Depuis une quinzaine d’années, l’association négaWatt propose des scénarios de transition énergétique pour la France. Marc Jedliczka, l’un de ses porte-parole revient sur la faisabilité du scénario négaWatt qui mise sur la réduction de la consommation d’énergie pour permettre aux énergies renouvelables de répondre à la demande énergétique du pays.

Qu’est-ce que le scénario négaWatt ?

Le scénario négaWatt est un scénario de transition énergétique qui permet d’atteindre la neutralité carbone tout en fermant progressivement les 56 réacteurs nucléaires en activité, en ne lançant pas la construction de nouveaux réacteurs et en ne démarrant même pas l’EPR de Flamanville. Pour autant, la sortie du nucléaire n’est pas une fin en soi. Notre scénario vise avant tout à sortir complètement des énergies fossiles tout en s’inscrivant dans le respect des 17 Objectifs de Développement Durable des Nations Unies. négaWatt montre que pour ce faire, le nucléaire n’est pas nécessaire.

Concrètement qu’est-ce que cela signifie ?

Si le scénario envisage de se passer du nucléaire à terme, il ne s’agit pas pour autant de sortir de cette énergie du jour au lendemain, mais de mener les réacteurs actuellement en service au terme prévu de leur durée de vie dans des conditions de sécurité acceptables. Notre hypothèse de travail propose de miser d’une part sur des mesures de maitrise de la consommation d’énergie grâce à l’efficacité et la sobriété, d’autre part sur le développement des énergies renouvelables. C’est ce qui permet de ne pas prolonger la durée de vie des centrales outre-mesure ni de démarrer de nouveaux réacteurs.

Comment y parvenir ?

La sobriété correspond à des comportements individuels ou collectifs qui visent à réduire la demande d’énergie pour rendre ce que l’on appelle « des services énergétiques » tels que se chauffer, s’éclairer, se déplacer, communiquer, etc.. Un exemple typique est la réduction de la vitesse sur les routes qui permet de répondre au besoin de se rendre d’un point A à un point B certes en prenant un peu plus de temps mais en consommant beaucoup moins d’énergie et en émettant beaucoup moins de gaz à effet de serre. Les mesures d’efficacité quant à elles visent à améliorer les rendements en travaillant par exemple sur l’isolation des bâtiments ou le rendement des moteurs, afin qu’ils consomment moins à performances équivalentes. Le scénario négaWatt a démontré dès 2011 que la conjugaison de ces deux familles de mesures, sobriété et efficacité, permet de diviser par 2 la consommation finale d’énergie de la France. Les énergies renouvelables peuvent alors répondre à une demande réduite en énergie. Cette ambition a d’ailleurs été reprise dans les objectifs fixés par la loi de transition énergétique pour la croissance verte de 2015. Ajoutons que la France est un pays privilégié puisque notre géographie et notre météorologie offrent beaucoup de vents, de soleil, de forêts et de rivières pour produire localement l’énergie renouvelable dont nous avons besoin pour répondre à une demande divisée par 2.

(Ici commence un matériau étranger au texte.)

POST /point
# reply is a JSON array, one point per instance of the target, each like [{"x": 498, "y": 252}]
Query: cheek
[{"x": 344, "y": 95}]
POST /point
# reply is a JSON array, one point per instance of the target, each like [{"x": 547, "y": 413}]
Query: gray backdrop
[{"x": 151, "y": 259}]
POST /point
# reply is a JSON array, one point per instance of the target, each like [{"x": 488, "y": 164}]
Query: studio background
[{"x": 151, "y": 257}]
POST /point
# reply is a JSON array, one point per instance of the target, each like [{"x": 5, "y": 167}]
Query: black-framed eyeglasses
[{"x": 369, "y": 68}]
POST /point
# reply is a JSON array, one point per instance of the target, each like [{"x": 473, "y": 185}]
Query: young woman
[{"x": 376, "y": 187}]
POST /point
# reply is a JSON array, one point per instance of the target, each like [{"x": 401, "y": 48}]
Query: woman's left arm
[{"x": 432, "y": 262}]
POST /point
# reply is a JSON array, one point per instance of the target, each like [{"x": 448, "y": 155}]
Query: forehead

Quelle surface du territoire faudrait-il consacrer à cette production d’énergies renouvelables ?

Les besoins en surfaces dédiées sont raisonnables. Il nous faudrait environ 20 000 éoliennes terrestres (contre 8 000 actuellement), soit moins que le parc aujourd’hui en service en Allemagne et, par ailleurs, les côtes françaises sont assez étendues pour permettre de développer l’éolien off-shore sans saturer l’espace. Les panneaux photovoltaïques peuvent être installés sur les bâtiments ou recouvrir des infrastructures existantes telles que les parkings ou encore les friches industrielles. Il n’y a pas besoin d’aller installer des énergies renouvelables en allant chercher des terrains agricoles ou des espaces naturels à préserver. La surface totale de panneaux à installer représente entre 900 et 1 200 km2, soit entre 0,17 et 0,23 % de la superficie totale du territoire de la France métropolitaine, Cela reste un faible pourcentage du territoire. Enfin, le scénario négaWatt mise aussi sur la biomasse (bois et biogaz), sans recourir aux cultures énergétiques qui entreraient en concurrence avec l’alimentation.

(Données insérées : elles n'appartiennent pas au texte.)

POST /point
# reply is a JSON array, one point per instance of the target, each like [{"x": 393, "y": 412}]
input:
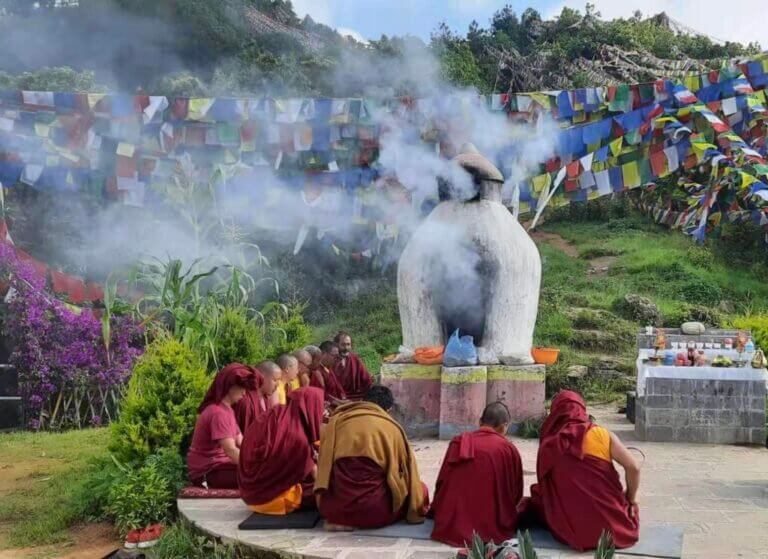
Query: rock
[
  {"x": 692, "y": 328},
  {"x": 578, "y": 371},
  {"x": 486, "y": 356},
  {"x": 639, "y": 308},
  {"x": 503, "y": 299}
]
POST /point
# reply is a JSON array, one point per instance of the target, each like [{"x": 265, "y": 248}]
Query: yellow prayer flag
[
  {"x": 94, "y": 98},
  {"x": 198, "y": 108},
  {"x": 691, "y": 82},
  {"x": 631, "y": 174},
  {"x": 540, "y": 98},
  {"x": 747, "y": 179},
  {"x": 615, "y": 146},
  {"x": 42, "y": 130},
  {"x": 125, "y": 149},
  {"x": 541, "y": 182}
]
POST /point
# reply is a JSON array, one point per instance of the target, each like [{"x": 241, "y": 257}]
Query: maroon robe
[
  {"x": 278, "y": 450},
  {"x": 578, "y": 496},
  {"x": 353, "y": 376},
  {"x": 478, "y": 489},
  {"x": 251, "y": 406},
  {"x": 359, "y": 496},
  {"x": 333, "y": 388}
]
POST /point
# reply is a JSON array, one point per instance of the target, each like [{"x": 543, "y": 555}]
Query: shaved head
[
  {"x": 495, "y": 415},
  {"x": 303, "y": 356},
  {"x": 286, "y": 361},
  {"x": 269, "y": 368}
]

Dans votre scénario, vous voyez donc le nucléaire comme une énergie de transition plutôt qu’une énergie durable ?

Nous exploitons au mieux le nucléaire existant, dont la durée de vie peut être prolongée sous certaines conditions. Mais nous refusons la construction de nouvelles centrales car la filière a montré ses limites et se trouve dans une impasse technologique partout dans le monde, notamment sur la question de la gestion des déchets. En France, 80 % des réacteurs ont été construits en 10 ans, ils arrivent donc tous au même âge à peu près en même temps, ce qui fait qu’on subit « un effet falaise » qui complexifie la transition car cela impose de raisonner réacteur par réacteur si l’on veut éviter les risques à la fois sur la sécurité d’approvisionnement et sur la sécurité tout court.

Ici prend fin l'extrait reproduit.